It’s time to stop subsidising speculation on housing.
Listener: 19 September, 2013.
Keywords: Regulation & Taxation; Social Policy;
Scared by finance company failure, you decide to invest some of your savings in a rental property. You borrow just enough so the tenant’s payments cover the interest, rates and other outgoings. The return you get is not from those payments but from the capital gains, on which you pay no tax and which are high because the price of housing is rising.
Why do housing prices rise? There are numerous reasons but a major one is that housing is not simply something people live in. It can also be an investment with a good return. Sure, there may be some supply shortages – especially in Christchurch – which contribute to rising house prices, but even a major building programme will not increase the amount of accommodation sufficiently to head off price rises. Regrettably, much of this price-raising demand comes from the lack of a capital gains tax, with the borrowing – or leveraging – giving you an even greater return.
A capital gains tax is one of those things that never quite get onto the public policy agenda, perhaps because too many influential people avoid paying taxes by investing in capital gains. That does not include ordinary homeowners. Sure, they make a profit when they sell their houses but they promptly make a loss when they buy the next one. A capital gains tax needs be levied only on investment homes, the houses owned in addition to the one you live in.
I see no need for an onerous capital gains tax designed to expropriate private wealth. It would not be retrospective but use as the base the rateable value at the time of implementation. Only increases above the rate of consumer inflation need be treated as the capital gains to be taxed.

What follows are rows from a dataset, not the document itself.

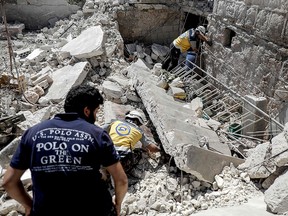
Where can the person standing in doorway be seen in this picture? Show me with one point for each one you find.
(185, 42)
(64, 155)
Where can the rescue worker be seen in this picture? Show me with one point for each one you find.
(126, 133)
(188, 41)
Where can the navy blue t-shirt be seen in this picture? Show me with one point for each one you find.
(64, 155)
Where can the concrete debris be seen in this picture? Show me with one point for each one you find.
(196, 170)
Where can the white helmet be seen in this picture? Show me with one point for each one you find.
(201, 29)
(135, 114)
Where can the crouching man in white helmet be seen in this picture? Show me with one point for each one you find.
(126, 133)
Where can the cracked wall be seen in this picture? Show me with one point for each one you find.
(254, 61)
(38, 14)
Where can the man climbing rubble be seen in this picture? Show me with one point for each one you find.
(125, 134)
(186, 42)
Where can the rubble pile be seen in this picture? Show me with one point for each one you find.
(49, 62)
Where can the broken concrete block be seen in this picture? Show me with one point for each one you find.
(65, 78)
(88, 44)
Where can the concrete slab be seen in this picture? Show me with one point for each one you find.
(180, 138)
(254, 207)
(65, 78)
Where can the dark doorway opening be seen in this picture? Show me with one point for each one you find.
(192, 21)
(228, 36)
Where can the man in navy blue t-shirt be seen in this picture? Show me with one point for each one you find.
(64, 155)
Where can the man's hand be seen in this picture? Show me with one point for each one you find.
(209, 42)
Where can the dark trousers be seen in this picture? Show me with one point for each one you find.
(190, 58)
(172, 60)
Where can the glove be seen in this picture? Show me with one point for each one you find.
(209, 42)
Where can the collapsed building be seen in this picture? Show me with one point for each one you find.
(237, 92)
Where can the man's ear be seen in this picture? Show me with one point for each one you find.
(86, 111)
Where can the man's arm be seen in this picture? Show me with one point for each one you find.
(15, 189)
(121, 184)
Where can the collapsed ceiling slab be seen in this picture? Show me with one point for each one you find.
(180, 139)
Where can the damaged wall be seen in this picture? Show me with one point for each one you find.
(250, 48)
(40, 13)
(149, 25)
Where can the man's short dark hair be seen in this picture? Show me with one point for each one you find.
(82, 96)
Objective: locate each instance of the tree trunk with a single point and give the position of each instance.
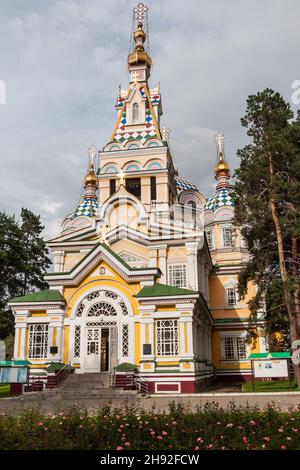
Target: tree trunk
(294, 318)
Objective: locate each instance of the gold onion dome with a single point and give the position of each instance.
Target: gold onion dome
(139, 55)
(221, 166)
(91, 177)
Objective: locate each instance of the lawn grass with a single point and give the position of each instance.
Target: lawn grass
(4, 391)
(271, 386)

Taking the demand pressure off housing as an investment, even on the margin, will slow down housing inflation. And yes, people will have to start investing in real production, not bubbling paper.
Special interests will object with a host of arguments to the effect that – well, er – they will be worse off. Of course they will be. The absence of a capital gains tax is a subsidy; withdraw the subsidy and they are worse off.
Because they are not as well-organised, there is not the same outcry from those being squeezed out of owning a home by the inflating price of housing stimulated by the government subsidy to speculators. The family renting your investment may well have been outbid for their home by a better-capitalised investor simply after the best return.
Won’t the proposed restrictions on mortgage advances to those with small deposits help? Although it is popularly presented in terms of its effect on prices, this is but one of various Reserve Bank initiatives aiming at improving the robustness of the financial system. This one is about a possible bursting of the housing bubble. Banks with borrowers with too little equity relative to debt are less robust than those with better margins. You can now have even more confidence in the strength of your bank.
This restriction probably will reduce the demand for housing a little, especially from first-home buyers. In any case, people will find ways around the restriction. That will increase the vulnerability of those who deposit their savings with second-mortgage lenders: be warned.
What is going on here is a common problem: the Government fails to act. In this case, it continues to subsidise investment in housing, but more commonly the problem is a weak fiscal stance. So, we all hope someone else, often the Reserve Bank, will offset its cowardice. But in this case – and usually – the Reserve Bank does not have effective policy instruments to address the Government failure. Those are in the hands of the Government.
As long as policy confuses housing as a home with housing as an investment, we are going to get wasteful speculative investment in houses, a weaker performance of the economy, rising house prices and families without their own homes.